#ubuntu-ke 2014-04-15
<kagz> hi
<kagz> any one around..
#ubuntu-ke 2015-04-16
<Kilos> oi
<Kilos> Tribaal  you here?
<Kilos> all alone too. whew
<Tribaal> hi Kilos
<Kilos> hi there
<Tribaal> yeah I hang out in there all the time just in case
<Kilos> dont you know about #ubunu-africa
<Tribaal> I do, but it's kind of wide :)
<Tribaal> I'm not even in the region anymore actually, I might as well join ubuntu-africa
<Kilos> ya but stickyboy is there too
<Tribaal> you're right
<Kilos> i think its ideal for countries where locos have faded
<Tribaal> yeah... which is pretty much everywhere
<Kilos> i am trying to revive averyone
<Kilos> what a job
<Kilos> everyone
<Tribaal> Kilos: good luck :) I'm back in Switzerland for now, so I can't really help unfortunately... But if it's any consolation the LoCo here is quite dead too
<Kilos> yeah it seems to be happening worldwide
<Tribaal> well, it's not surprising, since Ubuntu is more established now people in LoCos usually feel they should help underdogs instead
<Tribaal> and since it just works, many who like to tweak their computers use something else instead
<Tribaal> :)
<Kilos> yeah but this is where i have gotten all the help and more. on irc
<Tribaal> right, just not in locos, usually
<Kilos> and of course peeps prefer facebook
<Tribaal> at least that's my experience
<Tribaal> right
<Tribaal> or stackoverflow
<Tribaal> or reddit
<Kilos> yeah so sad
<Kilos> the kenya guys have joined the nairobilug because ubuntu is kinda dead
<Kilos> i will get them to the africa channel sooner or later
<Tribaal> what do you mean it's kind of dead? It'ss striving! Just not the locos :)

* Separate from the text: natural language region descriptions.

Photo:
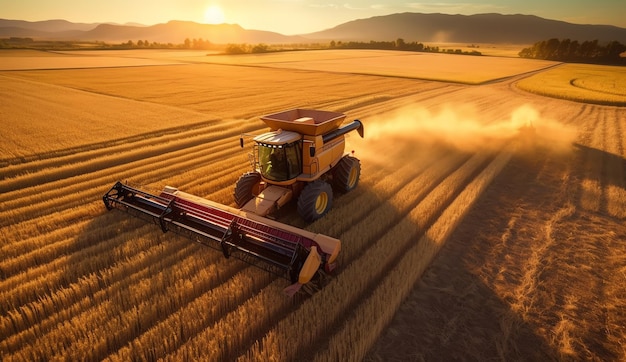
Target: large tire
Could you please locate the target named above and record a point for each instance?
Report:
(315, 200)
(244, 189)
(346, 174)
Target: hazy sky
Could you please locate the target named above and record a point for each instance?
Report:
(300, 16)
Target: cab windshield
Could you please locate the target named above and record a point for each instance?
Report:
(280, 162)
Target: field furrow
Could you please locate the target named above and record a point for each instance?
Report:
(81, 283)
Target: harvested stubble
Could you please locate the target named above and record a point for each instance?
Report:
(81, 267)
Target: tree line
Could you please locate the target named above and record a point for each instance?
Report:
(398, 44)
(573, 51)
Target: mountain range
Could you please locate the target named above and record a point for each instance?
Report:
(479, 28)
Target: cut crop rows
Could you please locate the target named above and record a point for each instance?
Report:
(80, 283)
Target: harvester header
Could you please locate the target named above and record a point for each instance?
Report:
(301, 157)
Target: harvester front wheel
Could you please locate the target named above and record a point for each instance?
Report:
(246, 187)
(315, 200)
(346, 174)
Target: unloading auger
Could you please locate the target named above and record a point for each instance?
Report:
(301, 156)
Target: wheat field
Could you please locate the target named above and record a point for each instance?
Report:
(451, 195)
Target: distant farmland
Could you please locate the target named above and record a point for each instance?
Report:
(488, 242)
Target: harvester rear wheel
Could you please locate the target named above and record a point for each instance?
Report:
(246, 186)
(346, 174)
(315, 200)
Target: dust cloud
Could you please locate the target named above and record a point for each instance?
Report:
(461, 127)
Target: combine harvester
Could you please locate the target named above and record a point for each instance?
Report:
(297, 160)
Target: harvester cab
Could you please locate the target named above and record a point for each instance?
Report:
(299, 158)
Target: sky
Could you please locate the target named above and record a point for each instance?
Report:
(291, 17)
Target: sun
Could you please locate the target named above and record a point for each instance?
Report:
(214, 15)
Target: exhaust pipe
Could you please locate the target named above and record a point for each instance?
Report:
(356, 124)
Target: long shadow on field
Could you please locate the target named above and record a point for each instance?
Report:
(454, 312)
(612, 166)
(512, 283)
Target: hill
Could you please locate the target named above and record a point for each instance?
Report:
(171, 32)
(480, 28)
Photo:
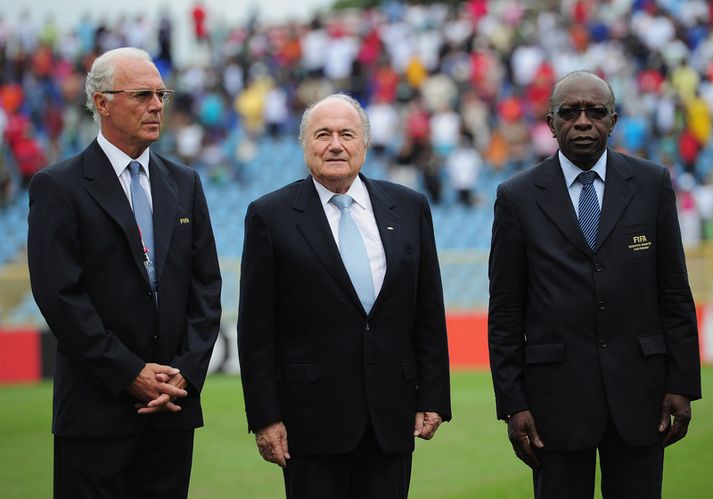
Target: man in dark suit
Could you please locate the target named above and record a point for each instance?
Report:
(123, 266)
(341, 326)
(592, 327)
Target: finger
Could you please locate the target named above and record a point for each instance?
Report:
(285, 449)
(678, 431)
(150, 410)
(172, 407)
(535, 438)
(160, 400)
(418, 424)
(171, 390)
(430, 425)
(665, 419)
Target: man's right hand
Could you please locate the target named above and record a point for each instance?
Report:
(148, 384)
(523, 436)
(272, 444)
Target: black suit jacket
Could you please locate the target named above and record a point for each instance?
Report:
(89, 281)
(575, 334)
(310, 356)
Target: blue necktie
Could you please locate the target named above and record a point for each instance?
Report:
(588, 208)
(144, 219)
(353, 251)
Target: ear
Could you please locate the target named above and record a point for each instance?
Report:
(614, 119)
(101, 102)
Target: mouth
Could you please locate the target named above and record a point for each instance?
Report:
(583, 140)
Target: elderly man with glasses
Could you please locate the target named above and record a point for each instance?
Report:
(592, 326)
(124, 268)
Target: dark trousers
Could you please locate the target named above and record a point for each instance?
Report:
(152, 464)
(365, 473)
(628, 472)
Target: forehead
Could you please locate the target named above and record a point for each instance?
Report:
(583, 90)
(136, 73)
(334, 113)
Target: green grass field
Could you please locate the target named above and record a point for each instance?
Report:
(469, 458)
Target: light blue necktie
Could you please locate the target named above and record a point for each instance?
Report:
(353, 251)
(588, 208)
(144, 219)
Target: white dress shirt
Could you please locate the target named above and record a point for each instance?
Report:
(571, 171)
(120, 162)
(363, 216)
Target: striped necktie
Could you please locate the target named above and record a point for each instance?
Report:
(353, 251)
(144, 219)
(588, 208)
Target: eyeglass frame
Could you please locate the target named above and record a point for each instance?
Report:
(579, 110)
(165, 98)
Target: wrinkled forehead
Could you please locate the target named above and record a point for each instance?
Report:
(334, 110)
(137, 73)
(582, 91)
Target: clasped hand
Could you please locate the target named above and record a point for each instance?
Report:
(156, 387)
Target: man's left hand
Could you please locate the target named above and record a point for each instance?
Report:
(164, 402)
(678, 407)
(426, 424)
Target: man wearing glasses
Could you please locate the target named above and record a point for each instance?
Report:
(592, 327)
(123, 266)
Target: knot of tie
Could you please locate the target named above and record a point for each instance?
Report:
(586, 178)
(342, 201)
(134, 168)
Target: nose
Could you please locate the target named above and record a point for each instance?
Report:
(335, 143)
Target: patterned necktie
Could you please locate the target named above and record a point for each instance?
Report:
(353, 251)
(144, 219)
(588, 208)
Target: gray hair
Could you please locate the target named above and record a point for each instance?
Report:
(366, 127)
(101, 75)
(611, 103)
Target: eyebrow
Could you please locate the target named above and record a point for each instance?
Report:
(327, 129)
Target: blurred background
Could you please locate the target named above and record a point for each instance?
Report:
(457, 94)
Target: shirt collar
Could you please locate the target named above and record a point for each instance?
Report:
(571, 170)
(357, 191)
(119, 159)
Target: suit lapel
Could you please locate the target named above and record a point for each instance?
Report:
(617, 194)
(314, 227)
(165, 206)
(104, 187)
(388, 223)
(555, 201)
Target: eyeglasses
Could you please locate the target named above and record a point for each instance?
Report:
(572, 113)
(143, 96)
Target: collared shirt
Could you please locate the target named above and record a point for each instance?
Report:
(363, 216)
(120, 162)
(571, 171)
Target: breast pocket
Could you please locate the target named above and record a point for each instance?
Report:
(638, 240)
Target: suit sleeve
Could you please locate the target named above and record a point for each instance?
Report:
(204, 309)
(677, 313)
(257, 328)
(507, 271)
(430, 340)
(55, 264)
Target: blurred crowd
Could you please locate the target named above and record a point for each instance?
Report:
(452, 89)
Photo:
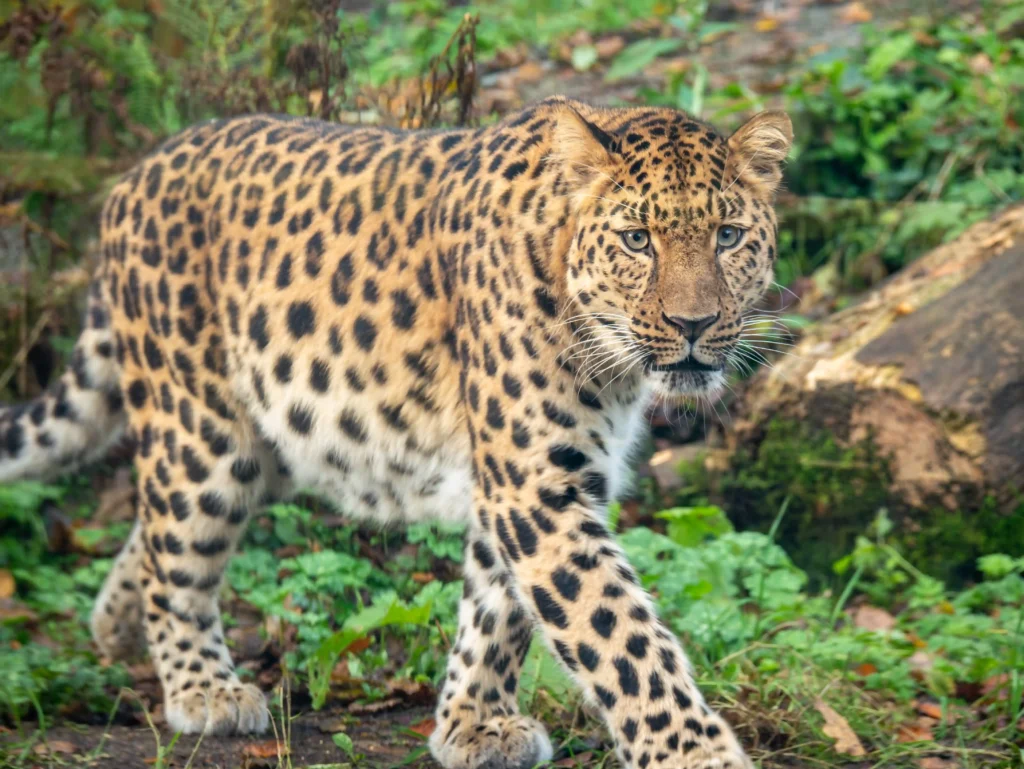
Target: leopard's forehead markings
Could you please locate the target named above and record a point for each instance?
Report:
(673, 171)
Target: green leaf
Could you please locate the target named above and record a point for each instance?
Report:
(888, 54)
(689, 526)
(636, 56)
(996, 565)
(584, 56)
(355, 627)
(344, 742)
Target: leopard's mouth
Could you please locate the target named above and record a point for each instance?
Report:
(688, 365)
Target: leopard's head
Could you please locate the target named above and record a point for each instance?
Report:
(674, 238)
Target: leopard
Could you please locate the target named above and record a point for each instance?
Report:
(465, 325)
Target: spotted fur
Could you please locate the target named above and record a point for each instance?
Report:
(464, 325)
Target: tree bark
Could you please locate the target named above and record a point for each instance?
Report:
(929, 368)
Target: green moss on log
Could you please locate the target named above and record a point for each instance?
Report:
(832, 493)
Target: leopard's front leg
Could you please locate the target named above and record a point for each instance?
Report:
(542, 512)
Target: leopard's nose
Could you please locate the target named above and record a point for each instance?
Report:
(692, 328)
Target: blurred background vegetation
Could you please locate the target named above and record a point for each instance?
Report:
(908, 122)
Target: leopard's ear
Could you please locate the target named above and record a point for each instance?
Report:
(758, 150)
(583, 148)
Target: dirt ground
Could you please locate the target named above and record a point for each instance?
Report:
(376, 736)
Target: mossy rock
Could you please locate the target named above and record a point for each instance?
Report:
(827, 494)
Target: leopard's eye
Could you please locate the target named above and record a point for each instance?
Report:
(729, 237)
(636, 240)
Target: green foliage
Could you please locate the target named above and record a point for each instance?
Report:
(381, 614)
(739, 596)
(38, 679)
(928, 117)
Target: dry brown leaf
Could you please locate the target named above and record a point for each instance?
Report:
(424, 728)
(936, 762)
(7, 585)
(839, 729)
(608, 47)
(913, 733)
(932, 710)
(871, 617)
(855, 13)
(368, 709)
(271, 749)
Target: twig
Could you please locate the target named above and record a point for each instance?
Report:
(23, 352)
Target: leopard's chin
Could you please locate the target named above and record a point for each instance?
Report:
(682, 386)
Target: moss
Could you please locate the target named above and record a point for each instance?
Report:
(830, 495)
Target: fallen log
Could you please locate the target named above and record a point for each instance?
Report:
(911, 399)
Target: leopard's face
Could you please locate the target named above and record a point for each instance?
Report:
(674, 242)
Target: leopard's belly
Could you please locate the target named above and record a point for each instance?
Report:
(358, 461)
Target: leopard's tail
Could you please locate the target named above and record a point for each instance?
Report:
(79, 419)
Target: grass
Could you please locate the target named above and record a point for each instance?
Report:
(914, 669)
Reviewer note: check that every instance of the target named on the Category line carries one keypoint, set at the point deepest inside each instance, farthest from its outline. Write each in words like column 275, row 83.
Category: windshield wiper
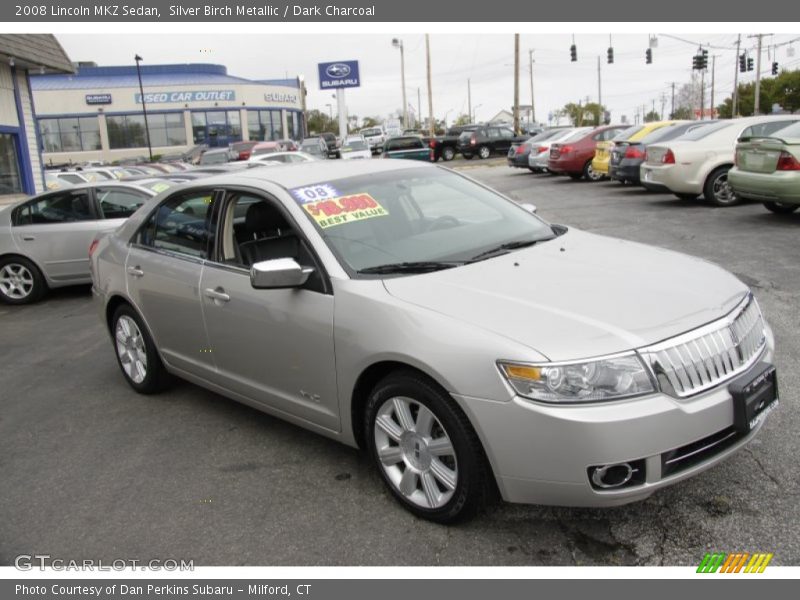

<Kilos> i have a site under construction for ubuntu africa so maybe that will help once online as well
<Tribaal> oh you mean the channel?
<Kilos> yeah the LoCos
<Kilos> as soon as the site goes online ill drop the link everywhere and see what happens
#ubuntu-ke 2015-04-17
<lin> I'm here
<lin> kilos
<Kilos> hi lin
<Kilos> tribaal is in switserland but still hangs here just in case you guys revive
<Kilos> lin will you add ubuntu-ke here please https://wiki.ubuntu.com/AfricanTeams
<lin> ok
<lin> wait..
<lin> I think I have a launchpad account..
<Kilos> i think add you and Tribaal  there as contact
<Tribaal> Kilos: you need to change that launchpad icon for Ubuntu Africa :)
<Kilos> to what Tribaal
<Tribaal> Kilos: also, I would advise making the mailing likst public
<Tribaal> Kilos: be creative :) An outline of Africa would be a good start :)
<Kilos> will do didnt know it wasnt
<Kilos> all of that is in the site we are building
<Kilos> you will see the bestest site ever
<Tribaal> right, but the launchpad page should/could have a bit more... personality :)
<Tribaal> any reason why the team requires approval? It's likely not going to scale very well if you really intend to target a whole continent
<Tribaal> :)
<Kilos> Tribaal  i dont do any of the clever work, the guys at #ubuntu-za are doing it all
<Tribaal> hmu
<Kilos> hmu?
<Kilos> oh
<Kilos> i am here all day to approve guys as they join
<Kilos> there was a reason for the decision
<Tribaal> I'm not convinced it serves any purpose - but ok, not my call :)
<Kilos> our guy that did it gave some reasons why its better this way but we can look into it again
<Kilos> we should have this chat on #ubuntu-africa then inetcan see as well
<Kilos> inetpro
<Kilos> he did the work
<Kilos> im a bit old and started everything late in life so the guys do things for me
<Kilos> i have a wiki page i used for getting ubuntu membership https://wiki.ubuntu.com/Kilos#preview
<Kilos> without the #preview i think
<Kilos> sorry
<Tribaal> Nice, that's quite a few testimonials
<Tribaal> Kilos: when do you plan to submit for membership?
<Kilos> all of them have carried me since i started on pcs
<Kilos> i am a member
<Tribaal> oh, alright
<Kilos> the testimonials carried it
<Kilos> im mainly an irc person
<Kilos> im just waiting for the ubuntu council to approve us of the trademark or something
<Kilos> then the site will go live
<Kilos> static site built with bzr and nikola